Online retailers got a shot in the arm last Monday and Tuesday, but growth in overall sales this season is well off from last year, according to new figures from online metrics firm comScore.
Last Monday, total online spending reached $881 million – a 33 percent jump from the same day a year ago. In that sense, “Green Monday” – the name eBay has given to the second Monday in December when online shopping is heaviest – lived up to its hype.
Tuesday was no slouch either, with online shoppers spending $819 million. That was the third day this year when spending broke the $800 million mark, following Thursday, Dec. 6, when online retailers posted $803 million in sales.
Considering that following Cyber Monday and the Thanksgiving crush, comScore was predicting that peak one-day spending this season would come close to $800 million or move only slightly past that mark, last Monday was a blockbuster day.
“Despite the strong surge in spending we observed at the beginning of last week,” comScore Chairman Gian Fulgoni said in a statement, “the remainder of the week saw more modest spending.”
So far, comScore has reported that total online spending this holiday season – at $22.67 billion as of Dec. 14 – has grown 18 percent over last year. At the same point in 2006, e-commerce spending was up 26 percent from 2005.
This year, comScore is predicting a 20 percent rise in online spending for the months of November and December compared with the same period last year.
Total e-commerce spending this season has been weighted down by lower-income households. This holiday season, households with incomes below $50,000 have only spent 10 percent more online than they did last year, comScore has reported. By contrast, households with incomes over $100,000 have increased online spending this season by 28 percent.

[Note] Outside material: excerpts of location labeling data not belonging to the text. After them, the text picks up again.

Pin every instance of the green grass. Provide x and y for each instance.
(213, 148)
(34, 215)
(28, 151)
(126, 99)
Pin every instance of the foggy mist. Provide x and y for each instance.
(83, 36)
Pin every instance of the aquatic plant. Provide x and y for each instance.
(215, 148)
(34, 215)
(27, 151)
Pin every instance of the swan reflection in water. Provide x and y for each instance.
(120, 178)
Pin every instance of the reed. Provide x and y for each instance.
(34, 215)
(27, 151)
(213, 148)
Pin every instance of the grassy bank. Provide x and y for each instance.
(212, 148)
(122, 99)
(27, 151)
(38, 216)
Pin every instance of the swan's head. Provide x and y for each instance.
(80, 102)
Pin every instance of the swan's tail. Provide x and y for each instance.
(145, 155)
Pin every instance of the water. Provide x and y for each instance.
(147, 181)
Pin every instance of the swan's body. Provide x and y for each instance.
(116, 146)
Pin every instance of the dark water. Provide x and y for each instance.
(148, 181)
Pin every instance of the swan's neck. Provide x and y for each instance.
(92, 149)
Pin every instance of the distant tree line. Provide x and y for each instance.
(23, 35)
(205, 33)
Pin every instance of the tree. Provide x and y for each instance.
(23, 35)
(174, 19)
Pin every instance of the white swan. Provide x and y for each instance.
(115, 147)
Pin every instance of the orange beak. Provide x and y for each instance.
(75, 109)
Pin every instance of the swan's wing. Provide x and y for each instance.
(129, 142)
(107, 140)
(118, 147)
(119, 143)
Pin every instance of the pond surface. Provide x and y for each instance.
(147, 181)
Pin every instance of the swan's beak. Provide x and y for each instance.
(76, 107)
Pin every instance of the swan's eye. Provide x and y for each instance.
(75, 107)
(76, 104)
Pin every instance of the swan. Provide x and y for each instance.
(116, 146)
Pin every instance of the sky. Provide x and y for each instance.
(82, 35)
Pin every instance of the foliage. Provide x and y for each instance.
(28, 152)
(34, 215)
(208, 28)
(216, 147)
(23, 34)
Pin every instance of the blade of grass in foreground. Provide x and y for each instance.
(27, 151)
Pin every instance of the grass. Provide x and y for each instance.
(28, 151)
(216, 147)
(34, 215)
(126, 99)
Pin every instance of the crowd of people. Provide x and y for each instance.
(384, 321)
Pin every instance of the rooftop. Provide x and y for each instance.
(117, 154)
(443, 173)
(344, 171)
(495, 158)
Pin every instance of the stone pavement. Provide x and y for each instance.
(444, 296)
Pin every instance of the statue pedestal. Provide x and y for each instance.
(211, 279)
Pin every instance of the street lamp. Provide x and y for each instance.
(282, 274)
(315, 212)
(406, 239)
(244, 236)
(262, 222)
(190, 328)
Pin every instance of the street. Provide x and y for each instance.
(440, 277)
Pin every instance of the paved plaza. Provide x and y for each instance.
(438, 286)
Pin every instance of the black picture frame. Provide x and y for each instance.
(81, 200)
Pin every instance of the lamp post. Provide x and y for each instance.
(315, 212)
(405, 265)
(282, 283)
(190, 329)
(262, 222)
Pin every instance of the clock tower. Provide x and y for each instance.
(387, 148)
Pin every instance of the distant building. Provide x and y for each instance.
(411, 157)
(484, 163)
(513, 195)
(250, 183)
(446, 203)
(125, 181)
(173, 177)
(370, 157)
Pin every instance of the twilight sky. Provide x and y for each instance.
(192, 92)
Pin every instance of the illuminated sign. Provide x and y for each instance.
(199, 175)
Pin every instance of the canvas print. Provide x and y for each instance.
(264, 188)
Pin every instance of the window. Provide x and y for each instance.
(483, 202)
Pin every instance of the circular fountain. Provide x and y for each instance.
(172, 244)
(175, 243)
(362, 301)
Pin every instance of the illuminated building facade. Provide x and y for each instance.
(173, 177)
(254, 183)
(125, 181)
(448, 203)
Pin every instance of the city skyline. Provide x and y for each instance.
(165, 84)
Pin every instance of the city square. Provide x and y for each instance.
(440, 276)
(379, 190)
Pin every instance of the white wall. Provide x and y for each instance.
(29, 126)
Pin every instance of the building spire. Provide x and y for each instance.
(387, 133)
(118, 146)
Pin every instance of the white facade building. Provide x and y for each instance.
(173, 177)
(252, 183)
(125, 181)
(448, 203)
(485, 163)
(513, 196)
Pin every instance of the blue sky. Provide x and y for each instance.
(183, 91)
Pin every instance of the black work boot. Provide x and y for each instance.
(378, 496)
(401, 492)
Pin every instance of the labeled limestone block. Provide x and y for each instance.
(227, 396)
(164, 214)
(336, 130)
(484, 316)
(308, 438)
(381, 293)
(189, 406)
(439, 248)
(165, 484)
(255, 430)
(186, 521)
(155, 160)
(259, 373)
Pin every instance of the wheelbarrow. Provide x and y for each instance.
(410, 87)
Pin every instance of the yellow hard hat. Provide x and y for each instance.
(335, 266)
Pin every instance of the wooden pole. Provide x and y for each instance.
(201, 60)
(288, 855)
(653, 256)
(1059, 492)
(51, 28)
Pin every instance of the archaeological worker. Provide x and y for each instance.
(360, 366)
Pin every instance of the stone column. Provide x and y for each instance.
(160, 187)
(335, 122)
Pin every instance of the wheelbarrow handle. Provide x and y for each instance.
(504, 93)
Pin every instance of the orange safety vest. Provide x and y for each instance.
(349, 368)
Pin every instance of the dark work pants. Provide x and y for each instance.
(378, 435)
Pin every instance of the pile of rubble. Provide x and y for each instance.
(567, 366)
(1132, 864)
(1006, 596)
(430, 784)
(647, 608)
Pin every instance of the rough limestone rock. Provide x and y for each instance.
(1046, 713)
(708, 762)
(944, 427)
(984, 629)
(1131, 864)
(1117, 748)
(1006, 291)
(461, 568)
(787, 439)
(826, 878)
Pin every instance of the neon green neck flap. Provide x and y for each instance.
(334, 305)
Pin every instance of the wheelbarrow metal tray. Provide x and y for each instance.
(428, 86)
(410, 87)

That sales are falling off among lower-earning households suggests that a darkening economic picture is finally hitting e-commerce. comScore Senior Analyst Andrew Lipsman told InternetNews.com that growing economic uncertainties that put the brakes on overall consumer spending could temper growth rates for online retailers, but to a much lesser extent than their bricks-and-mortar counterparts.
With the free-shipping offers guaranteeing delivery by Dec. 24 expiring on many retailers’ sites Tuesday, comScore is predicting another lift in online spending.
Whether that uptick will be enough to meet comScore’s prediction of 20 percent growth for the season remains to be seen, but the message heading into the new year is clear enough: The belt tightening has already begun.